FOCAL: Filtered On-device Continuous Activity Logging for Efficient Personal Desktop Summarization
A multi-agent system that summarizes your desktop activity with 60% fewer tokens.
Researchers from Hong Kong Polytechnic University and collaborators have unveiled FOCAL (Filtered On-device Continuous Activity Logging), a privacy-first multi-agent system designed to summarize desktop activity streams directly on-device. The system tackles two core challenges: the high computational cost of processing every screenshot with a Vision-Language Model (VLM), and the problem of cross-task context pollution when handling interleaved user tasks. FOCAL employs a unified filter-plan-log architecture that cascades four specialized agents: a lightweight Filter Agent for noise suppression, a text-only Brain Agent for task attribution, a Record Agent for selective visual reasoning, and a task-isolated Memory Agent for context-coherent summarization.

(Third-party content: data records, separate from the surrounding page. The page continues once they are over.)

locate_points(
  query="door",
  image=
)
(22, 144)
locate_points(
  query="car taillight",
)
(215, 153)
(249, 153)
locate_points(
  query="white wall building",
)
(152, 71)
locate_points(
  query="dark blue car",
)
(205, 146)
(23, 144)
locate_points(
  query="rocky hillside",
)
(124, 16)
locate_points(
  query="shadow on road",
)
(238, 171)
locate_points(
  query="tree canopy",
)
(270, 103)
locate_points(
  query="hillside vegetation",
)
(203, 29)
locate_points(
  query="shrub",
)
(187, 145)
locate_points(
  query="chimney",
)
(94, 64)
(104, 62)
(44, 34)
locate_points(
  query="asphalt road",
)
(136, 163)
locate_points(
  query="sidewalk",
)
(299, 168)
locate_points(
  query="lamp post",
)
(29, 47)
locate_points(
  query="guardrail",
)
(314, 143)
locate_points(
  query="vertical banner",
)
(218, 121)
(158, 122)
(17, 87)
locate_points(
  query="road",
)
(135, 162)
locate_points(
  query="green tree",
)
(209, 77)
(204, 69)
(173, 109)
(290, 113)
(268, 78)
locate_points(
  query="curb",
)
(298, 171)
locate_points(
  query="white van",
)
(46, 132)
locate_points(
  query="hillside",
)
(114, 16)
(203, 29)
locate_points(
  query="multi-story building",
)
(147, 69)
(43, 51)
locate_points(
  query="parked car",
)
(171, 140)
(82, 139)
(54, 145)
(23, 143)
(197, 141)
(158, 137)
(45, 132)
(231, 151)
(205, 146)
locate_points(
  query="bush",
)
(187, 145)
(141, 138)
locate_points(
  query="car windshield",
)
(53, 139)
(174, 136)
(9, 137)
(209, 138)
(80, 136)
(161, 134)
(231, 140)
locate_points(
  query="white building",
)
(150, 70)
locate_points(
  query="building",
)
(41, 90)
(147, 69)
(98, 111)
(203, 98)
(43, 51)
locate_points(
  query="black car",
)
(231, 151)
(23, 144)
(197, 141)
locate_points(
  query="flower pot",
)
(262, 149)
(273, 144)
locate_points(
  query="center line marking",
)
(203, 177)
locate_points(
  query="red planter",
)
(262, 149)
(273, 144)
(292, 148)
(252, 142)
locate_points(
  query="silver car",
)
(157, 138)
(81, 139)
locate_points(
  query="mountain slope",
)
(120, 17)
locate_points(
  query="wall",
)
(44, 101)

Tested on the DesktopBench dataset—comprising 2,572 screenshots across 420 complex sessions—FOCAL achieved impressive efficiency gains. It reduced total token consumption by 60.4% and VLM call count by 72.3% compared to a baseline, while boosting Key Information Recall (KIR) from 0.38 to 0.61. Crucially, under A→B→A task interruptions, FOCAL maintained a Task Accuracy of 0.81 and KIR of 0.80, whereas the baseline collapsed to Task Accuracy of 0.03. This work pioneers efficient, on-device summarization of instruction-free desktop streams into multi-perspective personal logs, marking a significant step for privacy-preserving productivity tools.
- FOCAL reduces VLM call count by 72.3% and token consumption by 60.4% vs baseline on DesktopBench (2,572 screenshots, 420 sessions).
- Key Information Recall (KIR) jumps from 0.38 to 0.61, and under task interruptions, Task Accuracy stays at 0.81 vs baseline's 0.03.
- The system uses four specialized agents (Filter, Brain, Record, Memory) in a filter-plan-log architecture for on-device, privacy-first operation.
Why It Matters
FOCAL enables efficient, on-device desktop activity logging, boosting productivity while preserving privacy and handling complex task interruptions.